Saturday, July 7, 2012

In a response to Education Week's article about expansion of charter schools below is a spot on assessment as far as I'm concerned. The title of the news article is Published Online: July 5, 2012

Prominent Charter Networks Eye Fresh Territory


This is the comment:
"Some teachers and administrators in charter schools may be doing great things (and some are doing terrible things), but scaling up the number of charters has broad ramifications, including the de-stabilization and possible destruction of American public education. 

There are numerous ways in which the high-intensity charter schools that serve low-income students have wound up with a more select group of students than that served by public schools serving roughly the same population:

1) Fewer students with disabilities 
2) Fewer students with serious disabilities
3) Fewer students with serious behavior problems
4) Students come from the more motivated/better-resource families among the overall low-income population--parents with the wherewithal to find out about the new school and the motivation and resources to put in an application for their child.
5) The high-intensity curriculum weeds out weaker students--they either self-select out or, in some cases, are pushed out.

Some of the charter chains have received massive financial support from private philanthropists. 

A 2010 article noted that nonprofit networks of charter operators such as Uncommon, KIPP and Aspire Public Schools — "have created only about 350 [schools] in the past decade, and required $500 million in philanthropic support." Some KIPP schools spend 50% more per pupil than comparable public schools.

With better resources and a more selective student body, it is no surprise that many charters boast better test scores. (Of course, many charters are at the bottom of the barrel in test scores, and scandals have plagued the for-profit charter world) 

However, as the charters expand, private support will be spread more thinly and the student body served will become less and less selective.

Given that average charters currently do no better than average public schools on test scores, it's reasonable to predict that simply expanding the number of charters will lead to a situation in which the average charter does noticeably worse than the average public school. 

Given that public school teachers are generally paid better and have more job security than teachers at charter schools, an expansion of charters also means a further weakening of the middle class.
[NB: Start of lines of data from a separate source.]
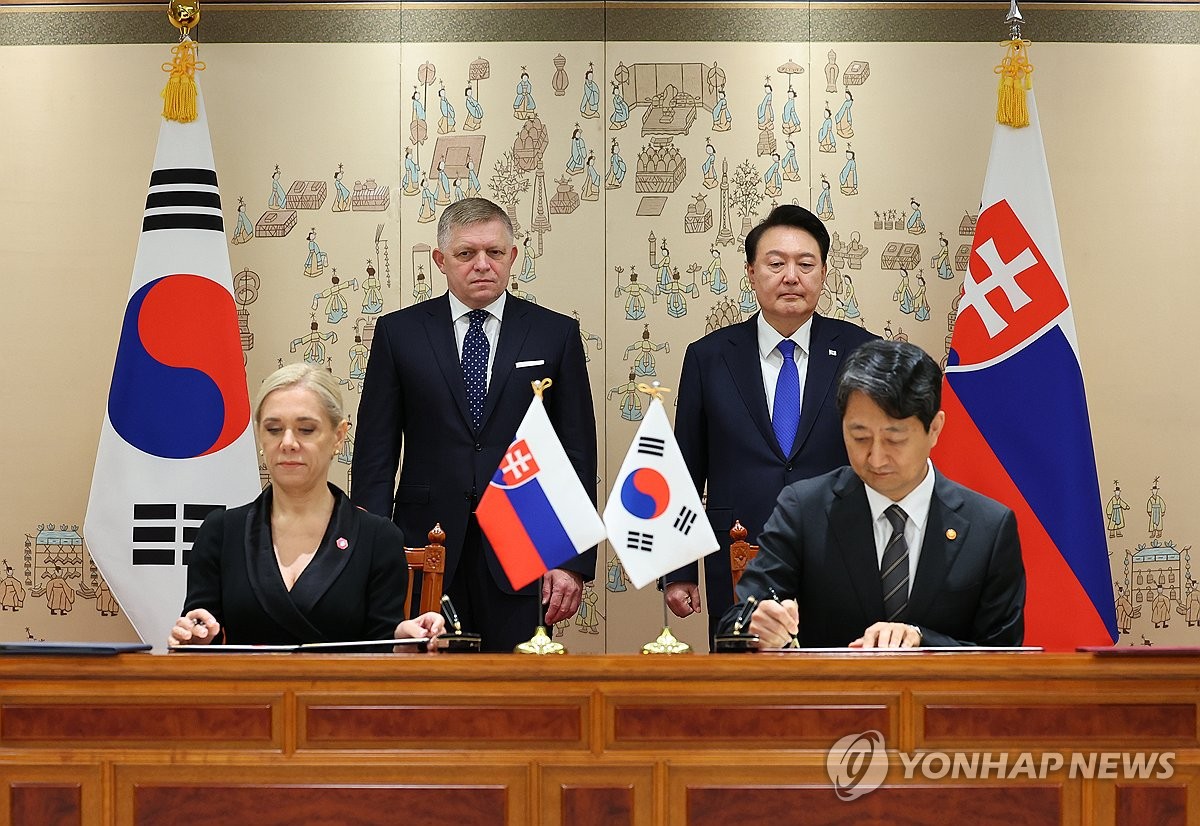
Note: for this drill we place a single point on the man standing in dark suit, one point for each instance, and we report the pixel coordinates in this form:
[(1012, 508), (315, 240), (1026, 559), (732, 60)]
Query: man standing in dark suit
[(743, 431), (449, 381), (887, 552)]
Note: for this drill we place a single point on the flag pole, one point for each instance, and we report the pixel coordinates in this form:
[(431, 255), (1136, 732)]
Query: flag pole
[(666, 642)]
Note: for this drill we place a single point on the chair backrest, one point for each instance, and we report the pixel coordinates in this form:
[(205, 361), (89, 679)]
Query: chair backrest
[(741, 551), (430, 564)]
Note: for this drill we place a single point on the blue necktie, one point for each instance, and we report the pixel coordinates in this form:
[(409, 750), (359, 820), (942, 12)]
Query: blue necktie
[(474, 364), (785, 417), (894, 566)]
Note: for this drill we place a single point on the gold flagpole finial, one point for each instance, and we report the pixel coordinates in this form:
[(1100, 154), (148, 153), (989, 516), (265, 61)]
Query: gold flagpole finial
[(179, 97), (1015, 73), (653, 390)]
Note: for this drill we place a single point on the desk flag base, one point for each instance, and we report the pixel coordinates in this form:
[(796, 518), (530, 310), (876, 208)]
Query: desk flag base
[(666, 644), (540, 644)]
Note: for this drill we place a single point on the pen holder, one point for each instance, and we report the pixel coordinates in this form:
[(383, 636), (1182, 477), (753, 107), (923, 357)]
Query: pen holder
[(459, 644), (735, 644)]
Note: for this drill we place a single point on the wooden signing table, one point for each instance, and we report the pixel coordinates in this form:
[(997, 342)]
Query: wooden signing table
[(580, 740)]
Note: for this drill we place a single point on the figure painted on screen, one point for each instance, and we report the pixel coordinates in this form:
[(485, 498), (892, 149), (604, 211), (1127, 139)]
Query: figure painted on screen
[(826, 139), (418, 130), (528, 265), (630, 399), (903, 293), (427, 211), (635, 306), (279, 198), (721, 117), (916, 223), (315, 264), (474, 111), (616, 167), (941, 262), (919, 300), (709, 168), (772, 179), (412, 180), (335, 307), (443, 197), (791, 118), (579, 157), (589, 106), (619, 117), (844, 118), (447, 123), (825, 201), (714, 274), (849, 177), (766, 107), (591, 190), (245, 229), (1115, 512), (473, 186), (677, 292), (645, 349), (790, 166), (372, 292), (523, 106)]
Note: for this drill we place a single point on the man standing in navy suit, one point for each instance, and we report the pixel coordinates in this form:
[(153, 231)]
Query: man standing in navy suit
[(448, 383), (757, 400)]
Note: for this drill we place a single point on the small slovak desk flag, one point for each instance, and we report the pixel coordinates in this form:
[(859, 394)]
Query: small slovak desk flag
[(654, 516), (175, 441), (535, 512)]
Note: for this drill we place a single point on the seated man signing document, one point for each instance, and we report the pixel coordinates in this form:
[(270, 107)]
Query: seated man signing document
[(887, 552)]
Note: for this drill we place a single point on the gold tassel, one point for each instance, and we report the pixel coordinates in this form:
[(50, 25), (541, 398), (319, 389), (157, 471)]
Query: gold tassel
[(1015, 78), (179, 95)]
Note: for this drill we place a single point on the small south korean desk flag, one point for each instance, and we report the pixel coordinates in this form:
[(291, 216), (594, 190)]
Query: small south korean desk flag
[(175, 441), (654, 518)]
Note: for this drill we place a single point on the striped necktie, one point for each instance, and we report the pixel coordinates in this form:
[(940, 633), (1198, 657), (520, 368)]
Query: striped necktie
[(894, 567)]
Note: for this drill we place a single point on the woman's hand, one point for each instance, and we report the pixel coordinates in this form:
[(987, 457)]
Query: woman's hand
[(430, 626), (197, 627)]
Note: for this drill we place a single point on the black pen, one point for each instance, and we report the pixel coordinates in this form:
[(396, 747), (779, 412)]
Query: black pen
[(796, 641), (450, 614)]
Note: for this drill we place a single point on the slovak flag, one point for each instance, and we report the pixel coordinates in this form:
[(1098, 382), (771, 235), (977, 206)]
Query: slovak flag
[(175, 441), (1017, 424), (535, 512), (654, 516)]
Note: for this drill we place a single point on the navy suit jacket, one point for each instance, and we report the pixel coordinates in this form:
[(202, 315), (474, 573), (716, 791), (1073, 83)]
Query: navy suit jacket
[(819, 546), (414, 400), (725, 435)]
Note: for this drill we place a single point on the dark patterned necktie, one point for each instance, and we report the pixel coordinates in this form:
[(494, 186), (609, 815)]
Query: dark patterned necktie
[(785, 413), (474, 364), (894, 566)]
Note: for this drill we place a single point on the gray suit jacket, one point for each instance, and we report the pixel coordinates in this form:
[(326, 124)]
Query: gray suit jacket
[(819, 546)]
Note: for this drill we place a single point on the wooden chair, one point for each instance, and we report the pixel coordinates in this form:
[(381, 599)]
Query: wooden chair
[(430, 564), (741, 551)]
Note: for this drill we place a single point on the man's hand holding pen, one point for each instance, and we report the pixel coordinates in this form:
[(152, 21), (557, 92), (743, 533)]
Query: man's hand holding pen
[(775, 623)]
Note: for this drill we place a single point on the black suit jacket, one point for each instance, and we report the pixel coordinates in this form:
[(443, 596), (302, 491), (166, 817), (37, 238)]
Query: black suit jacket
[(819, 545), (414, 399), (726, 438), (346, 593)]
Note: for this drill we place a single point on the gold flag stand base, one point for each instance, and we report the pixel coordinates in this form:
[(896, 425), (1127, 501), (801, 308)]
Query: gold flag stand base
[(540, 644), (666, 644)]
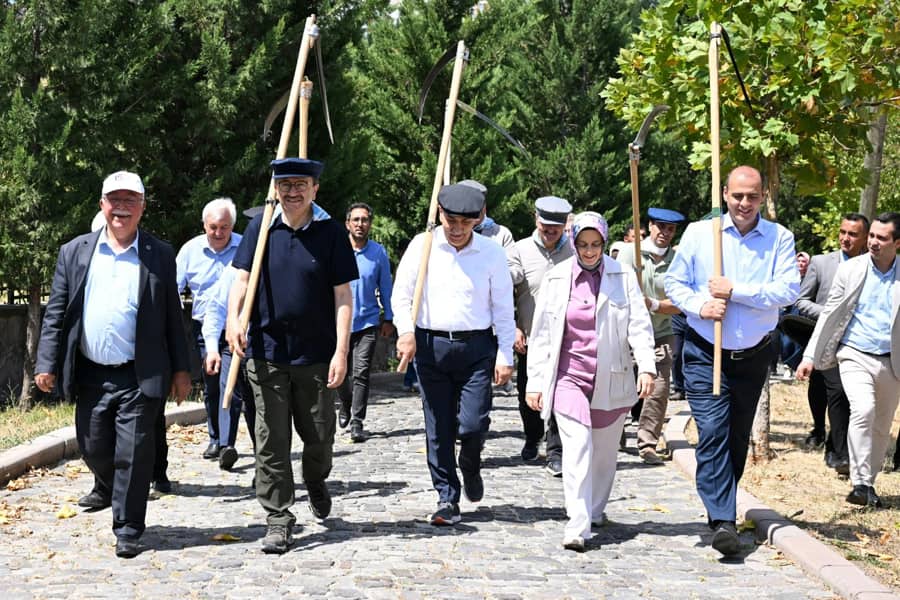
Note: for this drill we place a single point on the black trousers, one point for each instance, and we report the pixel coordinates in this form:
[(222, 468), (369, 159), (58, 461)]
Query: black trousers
[(115, 425), (532, 423), (354, 392)]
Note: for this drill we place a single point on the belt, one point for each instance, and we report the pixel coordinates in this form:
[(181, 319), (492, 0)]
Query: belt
[(458, 335), (742, 354)]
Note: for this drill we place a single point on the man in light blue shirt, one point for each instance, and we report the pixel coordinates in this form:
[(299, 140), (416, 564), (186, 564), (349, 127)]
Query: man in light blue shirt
[(200, 262), (759, 277), (371, 295), (858, 331)]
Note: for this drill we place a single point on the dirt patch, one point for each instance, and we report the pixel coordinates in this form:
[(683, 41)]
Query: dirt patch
[(797, 484)]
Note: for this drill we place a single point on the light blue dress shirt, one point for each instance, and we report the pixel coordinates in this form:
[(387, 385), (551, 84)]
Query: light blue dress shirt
[(761, 265), (217, 308), (111, 303), (869, 330), (374, 275), (198, 267)]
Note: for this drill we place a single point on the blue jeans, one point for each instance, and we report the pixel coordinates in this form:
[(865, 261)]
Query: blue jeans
[(455, 377), (210, 387), (724, 421)]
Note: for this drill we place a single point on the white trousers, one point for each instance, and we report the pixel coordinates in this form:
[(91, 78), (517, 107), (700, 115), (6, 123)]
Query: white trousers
[(589, 467), (873, 392)]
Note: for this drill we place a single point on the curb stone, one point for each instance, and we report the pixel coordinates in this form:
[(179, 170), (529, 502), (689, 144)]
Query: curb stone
[(813, 556), (55, 446)]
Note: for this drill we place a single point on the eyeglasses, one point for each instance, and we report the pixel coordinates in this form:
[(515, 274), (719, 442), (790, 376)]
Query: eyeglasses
[(750, 197), (286, 186)]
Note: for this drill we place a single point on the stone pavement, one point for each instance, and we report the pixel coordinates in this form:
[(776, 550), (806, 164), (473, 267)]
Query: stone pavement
[(377, 543)]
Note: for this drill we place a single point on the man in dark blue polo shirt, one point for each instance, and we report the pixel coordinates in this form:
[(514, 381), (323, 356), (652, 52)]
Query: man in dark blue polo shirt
[(296, 344)]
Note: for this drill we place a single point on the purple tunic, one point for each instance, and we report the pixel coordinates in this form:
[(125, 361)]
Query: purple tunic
[(578, 354)]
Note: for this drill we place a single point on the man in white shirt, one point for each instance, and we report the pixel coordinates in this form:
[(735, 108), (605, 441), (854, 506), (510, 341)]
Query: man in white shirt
[(467, 297)]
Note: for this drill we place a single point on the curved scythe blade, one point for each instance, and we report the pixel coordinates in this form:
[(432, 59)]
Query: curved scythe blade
[(472, 111), (321, 69), (276, 110), (641, 137), (442, 62)]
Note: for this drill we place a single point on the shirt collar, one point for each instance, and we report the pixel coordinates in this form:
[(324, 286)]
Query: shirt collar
[(104, 241)]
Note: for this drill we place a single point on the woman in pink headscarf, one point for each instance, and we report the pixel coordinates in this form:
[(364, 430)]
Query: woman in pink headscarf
[(589, 320)]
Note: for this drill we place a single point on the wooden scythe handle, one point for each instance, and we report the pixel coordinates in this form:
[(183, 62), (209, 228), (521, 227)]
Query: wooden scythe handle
[(449, 115), (715, 33), (260, 251), (634, 157)]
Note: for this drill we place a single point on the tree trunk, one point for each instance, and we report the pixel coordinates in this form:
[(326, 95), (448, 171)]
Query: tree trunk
[(759, 434), (32, 335), (868, 200)]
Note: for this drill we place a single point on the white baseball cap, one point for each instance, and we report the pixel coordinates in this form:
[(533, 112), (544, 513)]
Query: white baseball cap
[(123, 180)]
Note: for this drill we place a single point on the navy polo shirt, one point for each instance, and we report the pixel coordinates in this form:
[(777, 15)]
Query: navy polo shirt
[(293, 319)]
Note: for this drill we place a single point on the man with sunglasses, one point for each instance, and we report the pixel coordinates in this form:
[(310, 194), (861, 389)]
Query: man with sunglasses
[(759, 276), (371, 294), (296, 343)]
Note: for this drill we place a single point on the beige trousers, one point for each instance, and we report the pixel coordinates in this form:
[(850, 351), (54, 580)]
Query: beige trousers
[(653, 414), (873, 392)]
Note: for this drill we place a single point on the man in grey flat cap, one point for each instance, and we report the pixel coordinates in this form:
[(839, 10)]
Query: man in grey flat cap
[(529, 259), (656, 256), (466, 299)]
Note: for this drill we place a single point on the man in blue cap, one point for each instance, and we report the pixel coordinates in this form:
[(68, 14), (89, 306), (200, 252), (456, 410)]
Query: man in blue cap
[(529, 260), (296, 344), (467, 296), (656, 256)]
Individual charters here and there may be important laboratories for innovation, but when you look at the big picture, any dramatic expansion of charters probably weakens education and America. 

I ate my first McDonald's French fry in the 1960s. If even McDonald's can't consistently deliver hot crispy fries after all these decades, I can't imagine why anyone would think that market-based approaches would consistently deliver excellence in education, which is vastly more complex and filled with uncertainties."